Storia di una ladra di libri: leggere per vivere

“Storia di una ladra di libri” è ambientato in Germania nel 1939. Siamo all’inizio della Seconda Guerra Mondiale, Liesel è una ragazzina che ha già perso tutto o quasi, dalla sua vita: un fratellino e la madre costretta a lasciarla perché incapace di crescerla. Fortunatamente, però, viene affidata agli Huberman che la accolgono come una figlia e le insegnano ad amare la lettura e la cultura. Aver adottato Liesel agli Huberman non basta. In casa, infatti, nascondono Max Vadenburg, un ragazzo ebreo sfuggito alle ricerche delle SS. Max diventerà un punto di riferimento importantissimo per la piccola Liesel e l’aiuterà a crescere ed a formarsi, trasmettendole l’importanza e la potenza delle parole. Con l’incombere della guerra, la loro condizione di clandestinità si farà sempre più pericolosa e la loro vita cambierà per sempre. L’orrore della guerra fa da sfondo, inoltre, ai legami affettivi forti, al senso di inadeguatezza della ragazzina durante i primi giorni di scuola ed all’innamoramento innocente di Rudy, un vicino di casa, nei suoi confronti.  
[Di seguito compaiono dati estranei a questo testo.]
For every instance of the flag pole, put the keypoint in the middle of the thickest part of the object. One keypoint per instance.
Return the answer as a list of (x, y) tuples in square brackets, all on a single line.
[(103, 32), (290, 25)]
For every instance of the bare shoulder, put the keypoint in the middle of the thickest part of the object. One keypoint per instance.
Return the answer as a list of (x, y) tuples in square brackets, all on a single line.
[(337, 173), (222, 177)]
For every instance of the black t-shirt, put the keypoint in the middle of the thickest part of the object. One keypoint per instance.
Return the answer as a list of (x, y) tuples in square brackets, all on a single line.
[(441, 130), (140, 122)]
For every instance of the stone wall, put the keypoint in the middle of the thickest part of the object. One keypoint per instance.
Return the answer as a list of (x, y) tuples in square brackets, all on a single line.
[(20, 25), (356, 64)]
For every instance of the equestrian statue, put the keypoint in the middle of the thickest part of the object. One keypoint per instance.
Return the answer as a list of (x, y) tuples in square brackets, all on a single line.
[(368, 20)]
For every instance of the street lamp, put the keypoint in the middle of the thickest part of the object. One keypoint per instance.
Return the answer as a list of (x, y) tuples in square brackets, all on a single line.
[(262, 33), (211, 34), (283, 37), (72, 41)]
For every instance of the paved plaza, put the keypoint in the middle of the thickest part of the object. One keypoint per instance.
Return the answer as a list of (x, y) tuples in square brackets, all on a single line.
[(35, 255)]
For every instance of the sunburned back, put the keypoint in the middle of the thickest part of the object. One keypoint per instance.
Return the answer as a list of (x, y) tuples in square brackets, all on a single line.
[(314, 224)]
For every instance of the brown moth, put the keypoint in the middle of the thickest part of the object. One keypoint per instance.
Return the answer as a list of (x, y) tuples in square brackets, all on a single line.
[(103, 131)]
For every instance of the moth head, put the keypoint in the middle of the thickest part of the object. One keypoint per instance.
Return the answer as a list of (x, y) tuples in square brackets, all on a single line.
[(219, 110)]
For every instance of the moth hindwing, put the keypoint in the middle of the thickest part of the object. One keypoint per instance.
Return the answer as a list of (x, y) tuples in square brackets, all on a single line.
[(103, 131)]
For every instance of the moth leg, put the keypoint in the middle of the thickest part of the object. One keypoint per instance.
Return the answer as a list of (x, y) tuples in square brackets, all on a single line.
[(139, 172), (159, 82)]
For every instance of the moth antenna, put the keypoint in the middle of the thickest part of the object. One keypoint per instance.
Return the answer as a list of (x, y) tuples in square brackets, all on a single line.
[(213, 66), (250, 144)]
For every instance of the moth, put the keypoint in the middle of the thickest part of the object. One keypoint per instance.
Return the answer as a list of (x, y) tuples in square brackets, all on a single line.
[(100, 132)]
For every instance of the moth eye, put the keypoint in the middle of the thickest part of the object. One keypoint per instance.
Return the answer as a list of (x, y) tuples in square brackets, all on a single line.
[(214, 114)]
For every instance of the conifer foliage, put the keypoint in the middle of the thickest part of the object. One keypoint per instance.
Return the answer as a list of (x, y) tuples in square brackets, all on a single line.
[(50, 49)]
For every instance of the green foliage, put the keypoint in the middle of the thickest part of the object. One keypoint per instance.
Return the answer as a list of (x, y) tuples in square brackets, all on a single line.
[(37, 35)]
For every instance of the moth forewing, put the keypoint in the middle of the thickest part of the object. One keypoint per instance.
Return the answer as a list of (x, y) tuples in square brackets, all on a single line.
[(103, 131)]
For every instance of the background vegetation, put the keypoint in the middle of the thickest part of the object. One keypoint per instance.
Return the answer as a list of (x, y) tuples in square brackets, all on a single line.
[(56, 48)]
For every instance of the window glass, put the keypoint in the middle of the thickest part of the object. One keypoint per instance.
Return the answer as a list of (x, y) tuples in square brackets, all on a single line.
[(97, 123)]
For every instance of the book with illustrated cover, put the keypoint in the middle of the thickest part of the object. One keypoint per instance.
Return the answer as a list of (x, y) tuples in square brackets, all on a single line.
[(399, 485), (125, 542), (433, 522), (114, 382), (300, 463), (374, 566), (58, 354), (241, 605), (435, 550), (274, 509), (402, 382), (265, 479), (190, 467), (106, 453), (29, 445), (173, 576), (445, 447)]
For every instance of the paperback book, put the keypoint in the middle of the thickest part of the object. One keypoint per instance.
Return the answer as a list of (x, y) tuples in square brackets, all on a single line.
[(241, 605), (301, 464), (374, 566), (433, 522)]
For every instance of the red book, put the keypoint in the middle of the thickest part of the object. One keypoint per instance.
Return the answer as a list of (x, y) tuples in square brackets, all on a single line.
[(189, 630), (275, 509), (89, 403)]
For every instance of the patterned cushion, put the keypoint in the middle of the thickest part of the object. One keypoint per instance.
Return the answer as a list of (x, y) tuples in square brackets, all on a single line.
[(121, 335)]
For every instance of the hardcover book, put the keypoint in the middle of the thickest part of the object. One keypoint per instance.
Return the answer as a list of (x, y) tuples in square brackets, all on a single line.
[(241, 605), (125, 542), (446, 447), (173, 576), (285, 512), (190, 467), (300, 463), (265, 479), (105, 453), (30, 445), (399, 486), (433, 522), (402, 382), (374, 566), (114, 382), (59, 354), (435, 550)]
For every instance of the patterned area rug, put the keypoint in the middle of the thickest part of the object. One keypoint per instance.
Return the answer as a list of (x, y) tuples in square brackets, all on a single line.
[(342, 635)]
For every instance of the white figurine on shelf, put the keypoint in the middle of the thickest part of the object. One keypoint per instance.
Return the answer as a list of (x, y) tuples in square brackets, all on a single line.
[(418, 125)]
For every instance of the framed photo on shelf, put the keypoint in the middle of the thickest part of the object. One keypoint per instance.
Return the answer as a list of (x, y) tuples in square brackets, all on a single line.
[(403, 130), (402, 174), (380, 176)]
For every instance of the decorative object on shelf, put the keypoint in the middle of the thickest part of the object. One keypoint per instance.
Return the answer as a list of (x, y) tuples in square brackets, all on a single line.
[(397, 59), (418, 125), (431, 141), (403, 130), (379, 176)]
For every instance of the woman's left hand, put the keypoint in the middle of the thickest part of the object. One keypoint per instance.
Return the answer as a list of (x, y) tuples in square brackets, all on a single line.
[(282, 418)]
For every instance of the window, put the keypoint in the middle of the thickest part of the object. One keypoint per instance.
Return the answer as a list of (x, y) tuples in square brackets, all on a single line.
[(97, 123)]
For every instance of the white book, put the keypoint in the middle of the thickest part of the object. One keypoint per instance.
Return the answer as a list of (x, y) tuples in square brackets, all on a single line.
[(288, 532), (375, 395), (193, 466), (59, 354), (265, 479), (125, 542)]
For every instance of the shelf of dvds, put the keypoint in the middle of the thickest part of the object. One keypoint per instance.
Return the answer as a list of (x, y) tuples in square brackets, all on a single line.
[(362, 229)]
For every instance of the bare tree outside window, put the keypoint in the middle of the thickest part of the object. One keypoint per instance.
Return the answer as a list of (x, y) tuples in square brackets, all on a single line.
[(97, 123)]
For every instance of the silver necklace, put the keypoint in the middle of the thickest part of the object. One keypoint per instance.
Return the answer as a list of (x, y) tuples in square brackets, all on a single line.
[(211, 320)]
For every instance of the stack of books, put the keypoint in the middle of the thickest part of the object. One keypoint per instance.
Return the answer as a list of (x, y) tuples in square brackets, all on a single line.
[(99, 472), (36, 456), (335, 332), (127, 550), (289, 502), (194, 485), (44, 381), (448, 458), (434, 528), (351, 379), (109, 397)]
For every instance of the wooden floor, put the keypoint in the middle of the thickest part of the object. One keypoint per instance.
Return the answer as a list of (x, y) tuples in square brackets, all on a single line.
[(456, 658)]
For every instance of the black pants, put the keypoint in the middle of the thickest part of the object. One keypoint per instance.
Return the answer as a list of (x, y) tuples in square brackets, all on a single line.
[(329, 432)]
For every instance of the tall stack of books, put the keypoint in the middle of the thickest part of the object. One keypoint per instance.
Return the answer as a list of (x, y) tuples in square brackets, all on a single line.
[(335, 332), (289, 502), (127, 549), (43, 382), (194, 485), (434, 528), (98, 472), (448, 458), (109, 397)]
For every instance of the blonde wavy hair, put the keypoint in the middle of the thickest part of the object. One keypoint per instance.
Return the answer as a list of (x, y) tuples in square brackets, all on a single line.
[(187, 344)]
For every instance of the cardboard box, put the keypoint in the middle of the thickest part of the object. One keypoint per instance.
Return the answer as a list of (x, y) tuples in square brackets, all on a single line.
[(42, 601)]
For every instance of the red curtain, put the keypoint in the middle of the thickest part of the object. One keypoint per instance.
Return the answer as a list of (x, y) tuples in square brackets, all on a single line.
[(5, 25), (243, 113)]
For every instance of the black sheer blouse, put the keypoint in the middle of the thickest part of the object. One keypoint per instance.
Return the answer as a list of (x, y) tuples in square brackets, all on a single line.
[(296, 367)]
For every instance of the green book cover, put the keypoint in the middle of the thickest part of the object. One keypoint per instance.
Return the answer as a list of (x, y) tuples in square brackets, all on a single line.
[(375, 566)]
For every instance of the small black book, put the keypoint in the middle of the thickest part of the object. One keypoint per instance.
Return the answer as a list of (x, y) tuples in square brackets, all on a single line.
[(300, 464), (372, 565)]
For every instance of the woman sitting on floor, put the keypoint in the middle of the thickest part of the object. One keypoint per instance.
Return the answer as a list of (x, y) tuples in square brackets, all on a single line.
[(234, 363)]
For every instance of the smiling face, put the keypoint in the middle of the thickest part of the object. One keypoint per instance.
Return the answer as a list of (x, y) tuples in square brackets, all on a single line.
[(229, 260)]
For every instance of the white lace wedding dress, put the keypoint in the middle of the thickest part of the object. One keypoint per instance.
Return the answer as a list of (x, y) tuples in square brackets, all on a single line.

Con il ritorno sullo schermo nel 2014 dello scenario del secondo conflitto mondiale (dopo “Monuments Men“), Brian Percival firma un adattamento molto delicato del racconto “La bambina che salvava i libri” di Markus Zusak. Il romanzo, e così il film, rappresenta un vero e proprio racconto di crescita e di formazione che si concretizza nel concetto di “conoscenza”. Vittime consapevoli della dittatura nazista, che spense l’intelletto e la cultura libera, i tedeschi filo-hitleriani assumono le sembianze del “nemico”, della non cultura. Liesel, Max, Rosa e Hans rappresentano invece, la lotta poiché si oppongono a quella stessa ignoranza che guida gli “uomini grigi” devoti al Fuhrer. Il cinema e le parole si tramutano in armi per sfuggire all’orrore dell’Olocausto e riscrivere la realtà. Osservare con occhi nuovi e leggere per far fronte alla vita vera è ciò che Liesel ci insegna. A colmare alcuni buchi nella regia, non estremamente brillante, ci pensano le magistrali interpretazioni dei veterani Emily Watson e Geoffrey Rush (nel ruolo rispettivamente di Rosa e Hans Huberman) e, soprattutto, l’intensa Sophie Nélisse (Liesel) esordiente in “Monsieur Lazhar” di Philippe Falardeau nel 2011. 

“Storia di una ladra di libri” è un film romantico, che parla dell’amore verso gli altri e verso le parole. Un universo immenso in cui non bisognerebbe mai smettere di imparare: assaggiare a piccoli morsi per crescere, capire e per non permettere di dimenticare. 

“Storia di una ladra di libri”: leggere per vivere.